In the first simulation, the group was unable to communicate at all and acted with short- sighted self-interest, consuming all the resources. The economy did not reach the threshold.

The second simulation introduced communication via unrestricted chat rooms – but the commitments made were not binding and individuals could benefit by reneging on promises. Again, the economy did not reliably escape the poverty trap.

The third simulation removed communication and randomly assigned two social planners to make competing proposals for the amount each individual should invest, consume and trade – and these were voted on. The lack of communication meant that the two social planners did not need to compete to win votes, thus the level of investment proposed fluctuated widely and growth was not guaranteed.

Only in the fourth simulation, where individuals were allowed to vote and communicate, did the group consistently co-ordinate and escape the poverty trap.

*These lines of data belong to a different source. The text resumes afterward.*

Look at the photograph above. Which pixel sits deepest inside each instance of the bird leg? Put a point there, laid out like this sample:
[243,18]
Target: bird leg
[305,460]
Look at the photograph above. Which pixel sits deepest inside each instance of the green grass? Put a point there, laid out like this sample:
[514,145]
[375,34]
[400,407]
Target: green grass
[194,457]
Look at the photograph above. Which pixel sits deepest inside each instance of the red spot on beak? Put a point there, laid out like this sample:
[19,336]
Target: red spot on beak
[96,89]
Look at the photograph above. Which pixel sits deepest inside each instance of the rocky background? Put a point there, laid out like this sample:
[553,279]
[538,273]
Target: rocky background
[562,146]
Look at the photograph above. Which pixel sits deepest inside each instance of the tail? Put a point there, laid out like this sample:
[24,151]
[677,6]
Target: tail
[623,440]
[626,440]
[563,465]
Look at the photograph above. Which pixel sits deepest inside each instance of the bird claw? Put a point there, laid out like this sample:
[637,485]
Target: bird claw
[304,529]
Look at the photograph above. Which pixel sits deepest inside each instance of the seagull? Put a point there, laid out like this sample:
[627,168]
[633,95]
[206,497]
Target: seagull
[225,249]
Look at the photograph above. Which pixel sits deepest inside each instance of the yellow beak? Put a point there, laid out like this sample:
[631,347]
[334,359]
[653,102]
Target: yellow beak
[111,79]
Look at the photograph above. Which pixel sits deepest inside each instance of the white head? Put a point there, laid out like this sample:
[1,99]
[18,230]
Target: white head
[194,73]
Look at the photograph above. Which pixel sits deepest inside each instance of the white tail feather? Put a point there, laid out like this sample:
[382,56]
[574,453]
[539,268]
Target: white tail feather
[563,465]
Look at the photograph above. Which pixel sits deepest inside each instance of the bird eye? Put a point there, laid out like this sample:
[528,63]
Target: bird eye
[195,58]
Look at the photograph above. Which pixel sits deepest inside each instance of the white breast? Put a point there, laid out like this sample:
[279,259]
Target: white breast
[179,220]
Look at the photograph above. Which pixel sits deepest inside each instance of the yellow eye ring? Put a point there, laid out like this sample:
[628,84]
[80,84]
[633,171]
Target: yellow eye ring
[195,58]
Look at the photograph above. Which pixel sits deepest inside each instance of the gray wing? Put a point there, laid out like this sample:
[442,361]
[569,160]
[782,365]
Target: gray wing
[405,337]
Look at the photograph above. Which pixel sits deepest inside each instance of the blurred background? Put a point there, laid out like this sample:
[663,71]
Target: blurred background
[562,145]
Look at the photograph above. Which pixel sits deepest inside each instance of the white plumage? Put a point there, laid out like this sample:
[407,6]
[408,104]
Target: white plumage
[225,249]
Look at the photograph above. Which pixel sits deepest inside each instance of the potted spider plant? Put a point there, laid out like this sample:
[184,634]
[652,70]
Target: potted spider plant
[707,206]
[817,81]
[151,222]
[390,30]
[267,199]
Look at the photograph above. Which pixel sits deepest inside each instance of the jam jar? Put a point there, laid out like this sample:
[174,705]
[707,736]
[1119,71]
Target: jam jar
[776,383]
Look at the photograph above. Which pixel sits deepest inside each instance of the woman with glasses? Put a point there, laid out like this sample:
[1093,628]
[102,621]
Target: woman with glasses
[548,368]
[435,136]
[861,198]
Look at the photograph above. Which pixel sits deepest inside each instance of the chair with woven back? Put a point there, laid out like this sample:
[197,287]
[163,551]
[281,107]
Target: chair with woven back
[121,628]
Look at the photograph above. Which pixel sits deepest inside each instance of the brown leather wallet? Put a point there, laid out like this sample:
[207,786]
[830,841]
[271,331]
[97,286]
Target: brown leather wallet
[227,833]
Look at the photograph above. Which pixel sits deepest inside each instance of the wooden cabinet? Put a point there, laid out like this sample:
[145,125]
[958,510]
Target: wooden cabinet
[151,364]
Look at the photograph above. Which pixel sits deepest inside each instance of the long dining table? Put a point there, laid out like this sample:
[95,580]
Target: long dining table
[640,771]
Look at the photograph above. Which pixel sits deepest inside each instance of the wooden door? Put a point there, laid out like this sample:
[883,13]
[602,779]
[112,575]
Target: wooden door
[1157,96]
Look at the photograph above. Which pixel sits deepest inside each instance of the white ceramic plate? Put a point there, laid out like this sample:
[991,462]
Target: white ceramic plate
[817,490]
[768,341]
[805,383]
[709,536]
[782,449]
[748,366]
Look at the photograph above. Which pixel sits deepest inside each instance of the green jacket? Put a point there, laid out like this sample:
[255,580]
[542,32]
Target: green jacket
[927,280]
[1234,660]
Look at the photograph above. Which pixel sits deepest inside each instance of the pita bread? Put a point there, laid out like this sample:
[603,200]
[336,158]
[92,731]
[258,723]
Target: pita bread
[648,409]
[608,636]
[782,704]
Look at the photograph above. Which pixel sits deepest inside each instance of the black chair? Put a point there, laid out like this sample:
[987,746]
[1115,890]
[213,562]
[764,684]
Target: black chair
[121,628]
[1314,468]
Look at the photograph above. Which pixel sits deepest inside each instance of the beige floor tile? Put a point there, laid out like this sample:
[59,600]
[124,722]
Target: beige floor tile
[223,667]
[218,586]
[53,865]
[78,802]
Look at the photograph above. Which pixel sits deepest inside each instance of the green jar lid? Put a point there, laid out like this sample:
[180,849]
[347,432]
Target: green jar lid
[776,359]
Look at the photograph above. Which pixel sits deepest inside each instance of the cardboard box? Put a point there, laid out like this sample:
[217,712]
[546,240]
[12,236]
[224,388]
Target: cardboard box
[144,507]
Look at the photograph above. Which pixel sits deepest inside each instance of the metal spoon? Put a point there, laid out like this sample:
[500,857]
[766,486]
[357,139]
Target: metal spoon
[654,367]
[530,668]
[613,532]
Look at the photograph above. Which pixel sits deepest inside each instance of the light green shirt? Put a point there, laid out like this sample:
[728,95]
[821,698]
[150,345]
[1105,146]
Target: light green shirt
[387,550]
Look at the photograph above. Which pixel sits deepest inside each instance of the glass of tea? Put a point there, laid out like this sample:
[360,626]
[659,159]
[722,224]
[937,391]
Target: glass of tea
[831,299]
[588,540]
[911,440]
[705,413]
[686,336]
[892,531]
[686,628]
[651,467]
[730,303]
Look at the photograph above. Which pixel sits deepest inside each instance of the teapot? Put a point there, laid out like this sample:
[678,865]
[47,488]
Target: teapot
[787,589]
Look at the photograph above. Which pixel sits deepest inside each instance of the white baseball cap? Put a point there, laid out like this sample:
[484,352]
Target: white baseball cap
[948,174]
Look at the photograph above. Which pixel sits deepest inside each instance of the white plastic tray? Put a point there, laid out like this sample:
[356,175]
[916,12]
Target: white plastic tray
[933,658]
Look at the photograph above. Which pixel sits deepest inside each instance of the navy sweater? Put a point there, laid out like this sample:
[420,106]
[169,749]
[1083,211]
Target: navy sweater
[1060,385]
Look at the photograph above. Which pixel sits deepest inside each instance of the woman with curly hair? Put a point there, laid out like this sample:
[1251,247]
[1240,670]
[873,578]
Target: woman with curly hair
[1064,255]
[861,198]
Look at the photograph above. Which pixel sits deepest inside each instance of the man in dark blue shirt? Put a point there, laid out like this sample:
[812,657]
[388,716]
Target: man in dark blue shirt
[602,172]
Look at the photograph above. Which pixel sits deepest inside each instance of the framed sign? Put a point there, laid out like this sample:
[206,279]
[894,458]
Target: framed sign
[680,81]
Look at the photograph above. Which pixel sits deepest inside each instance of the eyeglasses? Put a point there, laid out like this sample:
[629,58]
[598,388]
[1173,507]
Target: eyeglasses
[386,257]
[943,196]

The voting ensured that promises were accountable, and communication meant that the social planners had to promise the socially desirable level of investment.

The coordination problem has several applications. For example, the threshold can be seen as the level of infrastructure or capital stock required for sustainable development, and the motivation to consume straight away can be seen as the desire for wealthy individuals and companies to invest outside their country or for politicians to be corrupt.


Notes for editors: ‘The Impact of Simple Institutions in Experimental Economies with Poverty Traps’ by Mónica Capra, Tomomi Tanaka, Colin Camerer, Lauren Feiler, Veronica Sovero and Charles Noussair is published in the July 2009 issue of the Economic Journal.

Mónica Capra is at Emory University. Tomomi Tanaka is at Arizona State University. Colin Camerer is at the California Institute of Technology. Lauren Feiler is at Carlton College. Veronica Sovero is at UCLA. Charles Noussair is at Tilburg University.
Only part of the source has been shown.